Tout a la couleur blanchâtre de la fumée; la mer est blanche; la rivière est blanche; et les arbres disparaissent à demi sous la buée. La fumée des toits ne s’élève point, et retombe mêlée à l’haleine brumeuse, qui flotte entre les bras fins des peupliers et les branches étendues des ormes.

Chacun reste chez soi. Sur le chemin, sur la place, personne. Les douaniers sont assis dans le corps de garde, derrière la porte poussée; et nul ne vient lire, sous le grillage, les dernières nouvelles du temps qu’il fait. A la maison, les murs, la rampe de l’escalier, la poignée des portes, le bois de la table et des chaises collent aux doigts qui s’y posent. Les volets sont brodés d’un nombre infini de gouttelettes, toutes distinctes et rangées en longues colonnes, comme des perles. Et les vitres, les glaces, les verres sont couverts de buée.

Il fait très doux; et pourtant l’on frissonne. Un silence nocturne s’étend sur la lande. Pas un pas; pas un appel. De temps en temps, le cri d’une pie; ou la voix lointaine d’une femme qui tousse. Et là-bas, derrière les haies, parfois s’élève une vive dispute d’oiseaux: c’est, peut-être, un épervier qui a fait des siennes? ou peut-être se réjouissent-ils dans les breuils de n’avoir rien à craindre des chiens ni de l’homme...

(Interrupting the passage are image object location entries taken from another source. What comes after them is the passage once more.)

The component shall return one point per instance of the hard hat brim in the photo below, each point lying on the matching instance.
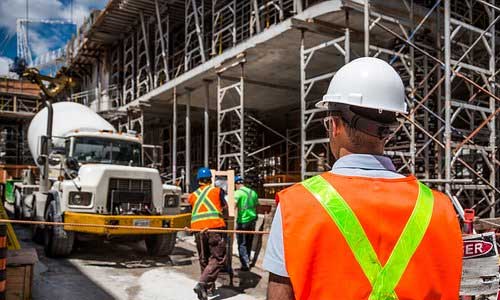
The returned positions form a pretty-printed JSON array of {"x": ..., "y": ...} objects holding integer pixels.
[{"x": 323, "y": 104}]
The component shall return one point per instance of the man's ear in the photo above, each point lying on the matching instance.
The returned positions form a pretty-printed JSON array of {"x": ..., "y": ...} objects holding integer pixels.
[{"x": 336, "y": 127}]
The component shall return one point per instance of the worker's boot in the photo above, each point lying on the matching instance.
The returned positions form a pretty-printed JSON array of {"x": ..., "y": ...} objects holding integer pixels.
[
  {"x": 211, "y": 289},
  {"x": 201, "y": 291}
]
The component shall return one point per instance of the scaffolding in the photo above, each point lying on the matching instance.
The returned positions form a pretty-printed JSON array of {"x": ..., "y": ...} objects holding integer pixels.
[{"x": 212, "y": 62}]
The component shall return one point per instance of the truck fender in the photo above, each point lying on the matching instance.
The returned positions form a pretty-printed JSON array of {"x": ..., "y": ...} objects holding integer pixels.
[{"x": 53, "y": 196}]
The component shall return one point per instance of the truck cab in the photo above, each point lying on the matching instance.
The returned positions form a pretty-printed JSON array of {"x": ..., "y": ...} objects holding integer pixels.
[{"x": 96, "y": 177}]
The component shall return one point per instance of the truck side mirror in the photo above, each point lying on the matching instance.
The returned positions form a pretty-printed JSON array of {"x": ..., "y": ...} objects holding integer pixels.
[{"x": 72, "y": 163}]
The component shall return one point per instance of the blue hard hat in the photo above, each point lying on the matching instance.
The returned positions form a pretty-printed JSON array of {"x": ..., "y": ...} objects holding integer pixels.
[{"x": 203, "y": 173}]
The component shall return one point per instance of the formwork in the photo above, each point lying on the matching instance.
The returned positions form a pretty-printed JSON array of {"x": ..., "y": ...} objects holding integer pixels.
[{"x": 232, "y": 84}]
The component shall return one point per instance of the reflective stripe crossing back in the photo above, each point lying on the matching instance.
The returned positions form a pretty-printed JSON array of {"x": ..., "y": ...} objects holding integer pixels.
[
  {"x": 203, "y": 200},
  {"x": 383, "y": 279}
]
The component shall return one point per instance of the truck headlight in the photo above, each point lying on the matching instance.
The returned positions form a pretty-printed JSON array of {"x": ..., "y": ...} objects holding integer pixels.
[
  {"x": 171, "y": 201},
  {"x": 80, "y": 198}
]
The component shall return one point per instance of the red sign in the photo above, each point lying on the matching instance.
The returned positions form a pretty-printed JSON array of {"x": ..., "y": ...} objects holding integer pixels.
[{"x": 474, "y": 248}]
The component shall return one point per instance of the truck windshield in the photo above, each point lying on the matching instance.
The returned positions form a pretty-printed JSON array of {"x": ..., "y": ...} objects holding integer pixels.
[{"x": 107, "y": 151}]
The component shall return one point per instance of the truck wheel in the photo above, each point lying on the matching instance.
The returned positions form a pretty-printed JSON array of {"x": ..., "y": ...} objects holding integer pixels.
[
  {"x": 57, "y": 241},
  {"x": 160, "y": 244}
]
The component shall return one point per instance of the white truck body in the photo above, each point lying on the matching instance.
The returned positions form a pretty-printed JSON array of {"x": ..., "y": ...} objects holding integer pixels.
[{"x": 95, "y": 175}]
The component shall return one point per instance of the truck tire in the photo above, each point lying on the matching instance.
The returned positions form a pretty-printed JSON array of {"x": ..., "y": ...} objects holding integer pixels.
[
  {"x": 57, "y": 241},
  {"x": 160, "y": 244}
]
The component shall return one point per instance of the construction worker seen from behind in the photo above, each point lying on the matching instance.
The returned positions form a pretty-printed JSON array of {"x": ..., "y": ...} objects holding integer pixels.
[
  {"x": 363, "y": 231},
  {"x": 246, "y": 204},
  {"x": 208, "y": 210}
]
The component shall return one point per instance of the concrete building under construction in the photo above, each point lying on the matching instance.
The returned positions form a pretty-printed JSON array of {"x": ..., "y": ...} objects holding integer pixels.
[{"x": 232, "y": 84}]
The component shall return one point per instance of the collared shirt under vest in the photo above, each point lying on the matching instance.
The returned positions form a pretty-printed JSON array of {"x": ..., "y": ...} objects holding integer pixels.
[
  {"x": 348, "y": 237},
  {"x": 206, "y": 208}
]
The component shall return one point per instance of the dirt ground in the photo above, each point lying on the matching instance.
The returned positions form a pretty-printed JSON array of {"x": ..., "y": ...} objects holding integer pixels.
[{"x": 102, "y": 270}]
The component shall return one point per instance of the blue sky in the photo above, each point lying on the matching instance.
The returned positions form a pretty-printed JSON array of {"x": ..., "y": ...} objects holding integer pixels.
[{"x": 42, "y": 37}]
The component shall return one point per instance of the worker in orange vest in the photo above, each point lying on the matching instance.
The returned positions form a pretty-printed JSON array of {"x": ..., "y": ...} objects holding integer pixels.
[
  {"x": 363, "y": 231},
  {"x": 209, "y": 208}
]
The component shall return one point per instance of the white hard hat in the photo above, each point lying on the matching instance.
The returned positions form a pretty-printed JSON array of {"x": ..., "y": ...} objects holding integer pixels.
[{"x": 367, "y": 82}]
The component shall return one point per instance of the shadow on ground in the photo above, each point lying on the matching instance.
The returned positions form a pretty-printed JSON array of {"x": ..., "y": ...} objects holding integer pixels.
[
  {"x": 59, "y": 278},
  {"x": 242, "y": 282}
]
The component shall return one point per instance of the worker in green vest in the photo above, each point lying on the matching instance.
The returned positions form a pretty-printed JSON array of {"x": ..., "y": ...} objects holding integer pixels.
[{"x": 246, "y": 204}]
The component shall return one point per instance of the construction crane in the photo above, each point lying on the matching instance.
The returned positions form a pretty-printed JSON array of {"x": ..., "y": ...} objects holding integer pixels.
[{"x": 51, "y": 86}]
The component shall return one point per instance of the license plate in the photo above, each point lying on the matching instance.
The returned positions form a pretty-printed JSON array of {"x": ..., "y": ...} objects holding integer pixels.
[{"x": 141, "y": 223}]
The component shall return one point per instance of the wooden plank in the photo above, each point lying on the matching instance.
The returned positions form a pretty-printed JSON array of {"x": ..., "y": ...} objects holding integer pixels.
[
  {"x": 19, "y": 281},
  {"x": 26, "y": 256},
  {"x": 480, "y": 265}
]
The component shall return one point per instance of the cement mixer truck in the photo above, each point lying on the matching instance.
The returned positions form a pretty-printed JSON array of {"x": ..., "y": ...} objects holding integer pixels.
[{"x": 90, "y": 174}]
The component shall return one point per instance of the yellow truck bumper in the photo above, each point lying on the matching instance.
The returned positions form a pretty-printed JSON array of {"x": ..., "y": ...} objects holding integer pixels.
[{"x": 138, "y": 221}]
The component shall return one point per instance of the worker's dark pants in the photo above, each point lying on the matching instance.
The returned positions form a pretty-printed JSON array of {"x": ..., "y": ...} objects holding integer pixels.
[
  {"x": 212, "y": 253},
  {"x": 245, "y": 242}
]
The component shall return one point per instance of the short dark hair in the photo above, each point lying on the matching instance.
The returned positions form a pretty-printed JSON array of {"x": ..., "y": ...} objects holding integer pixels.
[
  {"x": 205, "y": 180},
  {"x": 358, "y": 138}
]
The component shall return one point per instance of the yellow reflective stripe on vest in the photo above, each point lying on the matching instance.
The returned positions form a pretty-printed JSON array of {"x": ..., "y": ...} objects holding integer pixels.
[
  {"x": 383, "y": 279},
  {"x": 202, "y": 199}
]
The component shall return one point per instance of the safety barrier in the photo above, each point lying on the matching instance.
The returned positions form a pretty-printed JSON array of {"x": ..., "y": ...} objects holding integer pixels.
[{"x": 166, "y": 229}]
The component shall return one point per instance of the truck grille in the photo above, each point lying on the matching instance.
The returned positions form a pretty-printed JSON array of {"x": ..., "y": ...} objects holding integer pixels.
[{"x": 129, "y": 191}]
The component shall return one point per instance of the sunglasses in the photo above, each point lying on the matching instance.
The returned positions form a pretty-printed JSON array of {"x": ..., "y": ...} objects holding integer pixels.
[{"x": 327, "y": 123}]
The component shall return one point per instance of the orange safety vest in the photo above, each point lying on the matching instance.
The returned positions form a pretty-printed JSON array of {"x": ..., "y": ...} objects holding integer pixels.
[
  {"x": 321, "y": 264},
  {"x": 206, "y": 208}
]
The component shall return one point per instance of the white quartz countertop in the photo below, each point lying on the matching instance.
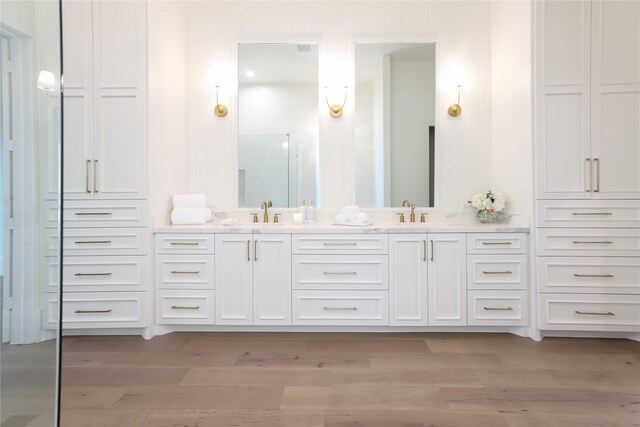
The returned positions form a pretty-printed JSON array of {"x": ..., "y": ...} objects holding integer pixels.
[{"x": 519, "y": 225}]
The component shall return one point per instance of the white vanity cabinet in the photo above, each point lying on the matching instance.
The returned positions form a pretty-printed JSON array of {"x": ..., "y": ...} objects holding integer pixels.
[{"x": 253, "y": 279}]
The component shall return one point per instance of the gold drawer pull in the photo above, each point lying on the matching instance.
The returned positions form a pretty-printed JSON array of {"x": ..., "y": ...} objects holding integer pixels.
[
  {"x": 339, "y": 272},
  {"x": 592, "y": 275},
  {"x": 92, "y": 274},
  {"x": 592, "y": 313},
  {"x": 591, "y": 213},
  {"x": 92, "y": 213},
  {"x": 93, "y": 311}
]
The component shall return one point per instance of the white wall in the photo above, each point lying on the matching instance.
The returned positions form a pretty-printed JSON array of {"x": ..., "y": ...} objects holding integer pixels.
[
  {"x": 462, "y": 31},
  {"x": 511, "y": 103},
  {"x": 167, "y": 112}
]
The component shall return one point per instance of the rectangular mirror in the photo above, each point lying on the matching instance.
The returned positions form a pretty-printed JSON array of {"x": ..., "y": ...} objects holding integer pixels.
[
  {"x": 394, "y": 124},
  {"x": 278, "y": 127}
]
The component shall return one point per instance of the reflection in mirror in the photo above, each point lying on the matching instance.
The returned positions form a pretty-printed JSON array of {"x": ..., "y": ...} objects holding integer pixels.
[
  {"x": 394, "y": 124},
  {"x": 277, "y": 124}
]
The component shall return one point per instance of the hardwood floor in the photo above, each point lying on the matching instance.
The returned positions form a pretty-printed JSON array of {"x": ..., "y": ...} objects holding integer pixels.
[{"x": 340, "y": 380}]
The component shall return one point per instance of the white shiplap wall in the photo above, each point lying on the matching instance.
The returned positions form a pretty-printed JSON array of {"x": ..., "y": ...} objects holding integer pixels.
[{"x": 462, "y": 31}]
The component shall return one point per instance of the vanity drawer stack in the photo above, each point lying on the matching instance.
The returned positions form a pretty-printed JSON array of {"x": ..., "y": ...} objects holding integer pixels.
[
  {"x": 184, "y": 279},
  {"x": 589, "y": 265},
  {"x": 497, "y": 279},
  {"x": 340, "y": 279}
]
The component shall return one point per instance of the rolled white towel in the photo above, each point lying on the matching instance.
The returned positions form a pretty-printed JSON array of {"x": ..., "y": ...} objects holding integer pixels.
[
  {"x": 353, "y": 209},
  {"x": 184, "y": 216},
  {"x": 182, "y": 201}
]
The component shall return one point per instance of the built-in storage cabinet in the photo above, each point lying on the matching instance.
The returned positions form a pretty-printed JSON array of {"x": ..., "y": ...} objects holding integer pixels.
[{"x": 588, "y": 99}]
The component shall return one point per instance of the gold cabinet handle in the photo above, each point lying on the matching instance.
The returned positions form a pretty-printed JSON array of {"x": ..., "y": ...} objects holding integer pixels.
[
  {"x": 597, "y": 162},
  {"x": 92, "y": 274},
  {"x": 590, "y": 161},
  {"x": 424, "y": 250},
  {"x": 595, "y": 313},
  {"x": 87, "y": 175},
  {"x": 593, "y": 275},
  {"x": 93, "y": 311},
  {"x": 95, "y": 176},
  {"x": 91, "y": 213},
  {"x": 339, "y": 272}
]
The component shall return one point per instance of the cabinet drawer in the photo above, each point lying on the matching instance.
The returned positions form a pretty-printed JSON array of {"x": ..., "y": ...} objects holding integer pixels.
[
  {"x": 496, "y": 271},
  {"x": 589, "y": 275},
  {"x": 98, "y": 274},
  {"x": 497, "y": 243},
  {"x": 104, "y": 310},
  {"x": 101, "y": 213},
  {"x": 184, "y": 243},
  {"x": 184, "y": 271},
  {"x": 588, "y": 242},
  {"x": 340, "y": 244},
  {"x": 582, "y": 312},
  {"x": 493, "y": 308},
  {"x": 184, "y": 307},
  {"x": 588, "y": 213},
  {"x": 104, "y": 241},
  {"x": 340, "y": 308},
  {"x": 346, "y": 272}
]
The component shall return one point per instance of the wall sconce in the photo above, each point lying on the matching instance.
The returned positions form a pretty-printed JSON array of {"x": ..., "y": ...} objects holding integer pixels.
[
  {"x": 220, "y": 109},
  {"x": 455, "y": 109},
  {"x": 47, "y": 81},
  {"x": 335, "y": 110}
]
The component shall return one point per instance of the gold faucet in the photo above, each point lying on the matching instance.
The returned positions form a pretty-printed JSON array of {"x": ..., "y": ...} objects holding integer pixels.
[
  {"x": 266, "y": 205},
  {"x": 410, "y": 204}
]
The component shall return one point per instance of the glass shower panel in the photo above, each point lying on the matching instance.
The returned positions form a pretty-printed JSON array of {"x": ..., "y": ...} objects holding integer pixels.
[{"x": 30, "y": 147}]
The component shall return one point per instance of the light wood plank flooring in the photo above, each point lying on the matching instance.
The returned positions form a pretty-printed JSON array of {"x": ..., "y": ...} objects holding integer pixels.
[{"x": 340, "y": 380}]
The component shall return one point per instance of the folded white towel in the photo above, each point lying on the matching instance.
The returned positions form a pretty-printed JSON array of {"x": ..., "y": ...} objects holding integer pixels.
[
  {"x": 181, "y": 201},
  {"x": 186, "y": 216}
]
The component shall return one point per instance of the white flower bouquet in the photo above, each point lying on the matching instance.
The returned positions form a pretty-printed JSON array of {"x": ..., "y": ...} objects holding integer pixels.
[{"x": 488, "y": 205}]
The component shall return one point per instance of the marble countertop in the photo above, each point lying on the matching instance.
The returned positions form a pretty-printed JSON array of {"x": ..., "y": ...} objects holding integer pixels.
[{"x": 515, "y": 225}]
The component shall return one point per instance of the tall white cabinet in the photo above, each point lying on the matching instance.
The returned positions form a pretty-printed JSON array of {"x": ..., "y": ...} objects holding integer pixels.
[
  {"x": 105, "y": 219},
  {"x": 587, "y": 109}
]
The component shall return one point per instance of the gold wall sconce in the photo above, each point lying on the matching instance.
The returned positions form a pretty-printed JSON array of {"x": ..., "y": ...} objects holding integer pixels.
[
  {"x": 220, "y": 109},
  {"x": 335, "y": 110},
  {"x": 455, "y": 109}
]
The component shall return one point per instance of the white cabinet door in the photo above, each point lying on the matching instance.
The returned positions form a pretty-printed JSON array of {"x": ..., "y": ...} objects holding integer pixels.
[
  {"x": 272, "y": 279},
  {"x": 408, "y": 279},
  {"x": 234, "y": 279},
  {"x": 562, "y": 52},
  {"x": 615, "y": 104},
  {"x": 447, "y": 279}
]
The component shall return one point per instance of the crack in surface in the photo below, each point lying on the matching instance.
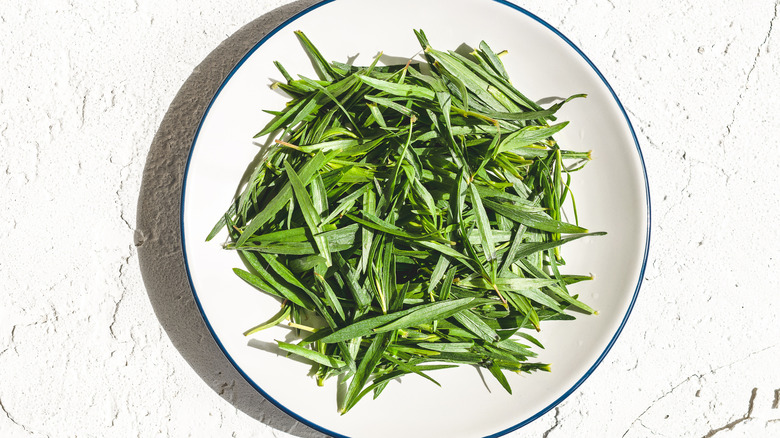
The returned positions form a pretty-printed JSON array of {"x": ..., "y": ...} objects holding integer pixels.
[
  {"x": 13, "y": 420},
  {"x": 761, "y": 46},
  {"x": 698, "y": 376},
  {"x": 555, "y": 425},
  {"x": 745, "y": 417}
]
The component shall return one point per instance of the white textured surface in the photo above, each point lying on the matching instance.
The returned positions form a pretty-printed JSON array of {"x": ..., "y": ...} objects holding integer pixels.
[{"x": 85, "y": 87}]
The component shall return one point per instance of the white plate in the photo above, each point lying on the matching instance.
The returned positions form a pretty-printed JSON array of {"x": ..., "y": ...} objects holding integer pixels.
[{"x": 612, "y": 196}]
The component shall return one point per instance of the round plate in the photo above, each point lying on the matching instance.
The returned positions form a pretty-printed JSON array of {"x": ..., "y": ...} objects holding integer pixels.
[{"x": 611, "y": 193}]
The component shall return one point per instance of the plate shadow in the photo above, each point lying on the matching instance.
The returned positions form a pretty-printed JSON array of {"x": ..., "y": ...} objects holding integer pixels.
[{"x": 158, "y": 230}]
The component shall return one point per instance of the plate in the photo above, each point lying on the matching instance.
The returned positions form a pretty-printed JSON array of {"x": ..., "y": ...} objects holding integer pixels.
[{"x": 612, "y": 195}]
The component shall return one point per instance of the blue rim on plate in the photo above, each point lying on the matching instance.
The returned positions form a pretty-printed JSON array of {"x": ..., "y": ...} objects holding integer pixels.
[{"x": 499, "y": 433}]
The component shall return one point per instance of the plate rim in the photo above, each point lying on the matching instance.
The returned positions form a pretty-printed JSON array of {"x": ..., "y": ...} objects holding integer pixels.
[{"x": 531, "y": 418}]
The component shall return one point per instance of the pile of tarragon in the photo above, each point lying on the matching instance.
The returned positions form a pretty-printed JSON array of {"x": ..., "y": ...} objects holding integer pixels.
[{"x": 409, "y": 218}]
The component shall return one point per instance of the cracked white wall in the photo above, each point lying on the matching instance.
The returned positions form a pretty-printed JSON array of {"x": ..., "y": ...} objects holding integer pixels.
[{"x": 84, "y": 86}]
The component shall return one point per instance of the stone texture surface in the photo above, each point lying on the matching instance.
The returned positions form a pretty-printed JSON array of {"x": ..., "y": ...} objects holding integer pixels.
[{"x": 95, "y": 97}]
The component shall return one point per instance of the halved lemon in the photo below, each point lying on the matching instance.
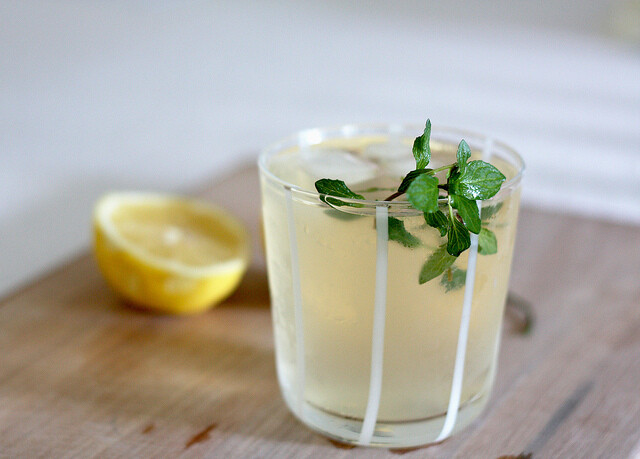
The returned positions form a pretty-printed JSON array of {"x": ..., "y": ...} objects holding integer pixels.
[{"x": 169, "y": 253}]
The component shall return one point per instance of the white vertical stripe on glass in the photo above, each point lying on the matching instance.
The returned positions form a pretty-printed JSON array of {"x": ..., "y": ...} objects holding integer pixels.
[
  {"x": 379, "y": 313},
  {"x": 463, "y": 334},
  {"x": 297, "y": 303}
]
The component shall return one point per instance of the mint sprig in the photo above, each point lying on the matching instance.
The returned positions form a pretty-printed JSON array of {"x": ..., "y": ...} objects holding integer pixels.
[
  {"x": 329, "y": 188},
  {"x": 466, "y": 182}
]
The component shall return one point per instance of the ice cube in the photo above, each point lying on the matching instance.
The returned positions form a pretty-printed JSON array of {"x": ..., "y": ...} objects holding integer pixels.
[
  {"x": 387, "y": 151},
  {"x": 336, "y": 164}
]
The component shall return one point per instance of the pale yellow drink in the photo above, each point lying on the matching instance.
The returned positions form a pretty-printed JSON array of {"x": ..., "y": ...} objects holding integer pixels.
[{"x": 336, "y": 254}]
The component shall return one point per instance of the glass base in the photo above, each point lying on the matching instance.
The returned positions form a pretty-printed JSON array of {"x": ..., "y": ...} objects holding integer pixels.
[{"x": 406, "y": 434}]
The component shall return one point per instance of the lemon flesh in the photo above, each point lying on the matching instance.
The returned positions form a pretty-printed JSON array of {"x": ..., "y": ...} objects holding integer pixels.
[{"x": 168, "y": 253}]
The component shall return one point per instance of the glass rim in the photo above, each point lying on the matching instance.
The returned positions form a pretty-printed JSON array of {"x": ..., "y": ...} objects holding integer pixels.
[{"x": 347, "y": 130}]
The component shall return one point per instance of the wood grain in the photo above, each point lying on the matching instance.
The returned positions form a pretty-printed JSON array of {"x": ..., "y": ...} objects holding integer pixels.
[{"x": 82, "y": 375}]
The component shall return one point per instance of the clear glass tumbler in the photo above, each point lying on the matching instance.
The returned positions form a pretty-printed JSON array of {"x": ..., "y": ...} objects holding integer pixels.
[{"x": 365, "y": 354}]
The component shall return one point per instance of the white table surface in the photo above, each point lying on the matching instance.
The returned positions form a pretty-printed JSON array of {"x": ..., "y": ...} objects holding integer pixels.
[{"x": 160, "y": 96}]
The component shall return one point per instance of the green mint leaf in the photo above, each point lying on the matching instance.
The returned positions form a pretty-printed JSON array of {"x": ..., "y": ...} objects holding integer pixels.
[
  {"x": 453, "y": 279},
  {"x": 398, "y": 233},
  {"x": 490, "y": 211},
  {"x": 437, "y": 220},
  {"x": 487, "y": 242},
  {"x": 458, "y": 238},
  {"x": 423, "y": 193},
  {"x": 421, "y": 148},
  {"x": 479, "y": 180},
  {"x": 436, "y": 264},
  {"x": 468, "y": 210},
  {"x": 463, "y": 154},
  {"x": 410, "y": 177},
  {"x": 336, "y": 188}
]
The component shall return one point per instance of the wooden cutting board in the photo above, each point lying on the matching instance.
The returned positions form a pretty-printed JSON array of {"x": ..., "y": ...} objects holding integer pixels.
[{"x": 82, "y": 375}]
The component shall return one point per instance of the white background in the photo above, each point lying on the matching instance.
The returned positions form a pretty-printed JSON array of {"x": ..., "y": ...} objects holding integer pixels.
[{"x": 163, "y": 95}]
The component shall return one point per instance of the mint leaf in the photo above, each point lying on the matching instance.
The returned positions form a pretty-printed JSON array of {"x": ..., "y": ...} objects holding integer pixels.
[
  {"x": 490, "y": 211},
  {"x": 410, "y": 177},
  {"x": 398, "y": 233},
  {"x": 463, "y": 154},
  {"x": 421, "y": 148},
  {"x": 468, "y": 210},
  {"x": 437, "y": 220},
  {"x": 336, "y": 188},
  {"x": 487, "y": 242},
  {"x": 436, "y": 264},
  {"x": 478, "y": 180},
  {"x": 423, "y": 193},
  {"x": 458, "y": 237},
  {"x": 453, "y": 279}
]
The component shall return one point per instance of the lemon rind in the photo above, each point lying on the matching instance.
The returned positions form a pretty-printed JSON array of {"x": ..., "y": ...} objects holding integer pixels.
[{"x": 110, "y": 202}]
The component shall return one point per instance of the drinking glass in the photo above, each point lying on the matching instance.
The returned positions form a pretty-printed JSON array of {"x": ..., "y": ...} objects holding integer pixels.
[{"x": 365, "y": 354}]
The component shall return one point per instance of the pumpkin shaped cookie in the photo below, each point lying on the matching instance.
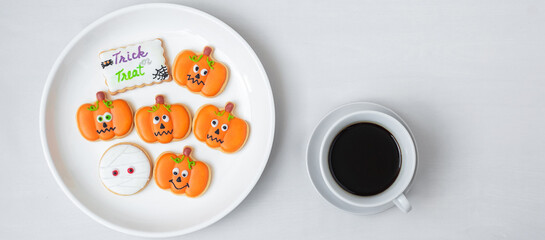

Le murmure de la mer lui-même est plus lent. Elle soupire avec fatigue; et la vague meurt à demi-voix. Le ciel blanchâtre est bas sur la terre: il s’étend comme une étoffe de fumée, sans un pli; et les arbres frileux y dérobent leurs têtes. La brume se fait plus épaisse au coude boisé de la rivière, là où elle se cache plus avant dans le pays...

Est-ce Benodet et le fleuve de Kemper, si bleu, si gai à la lumière? Est-ce un fjord en Bretagne?... ou en Écosse?... ou peut-être en Norvège?

Les voiles noires pendent, lourdes d’eau, et luisent mouillées, comme du cuir. Les maisons grises s’effacent dans la bruine; et les tourelles rouges du château, sur le bord de la rivière, n’ont plus que la couleur éteinte des dernières roses...

Pas un pli dans le ciel gris. Il bruine...

LII
CRÉPUSCULE D’OCTOBRE

Sainte-Marine, vu de Penfoul.

La petite ville languit dans la paix du soir. Près de l’eau dormante, cinq maisons sous les arbres. Le ciel est triste, tendu de gris et bordé de plumes violettes. Et la mer, immobile et muette, a sa couleur de sombre ardoise.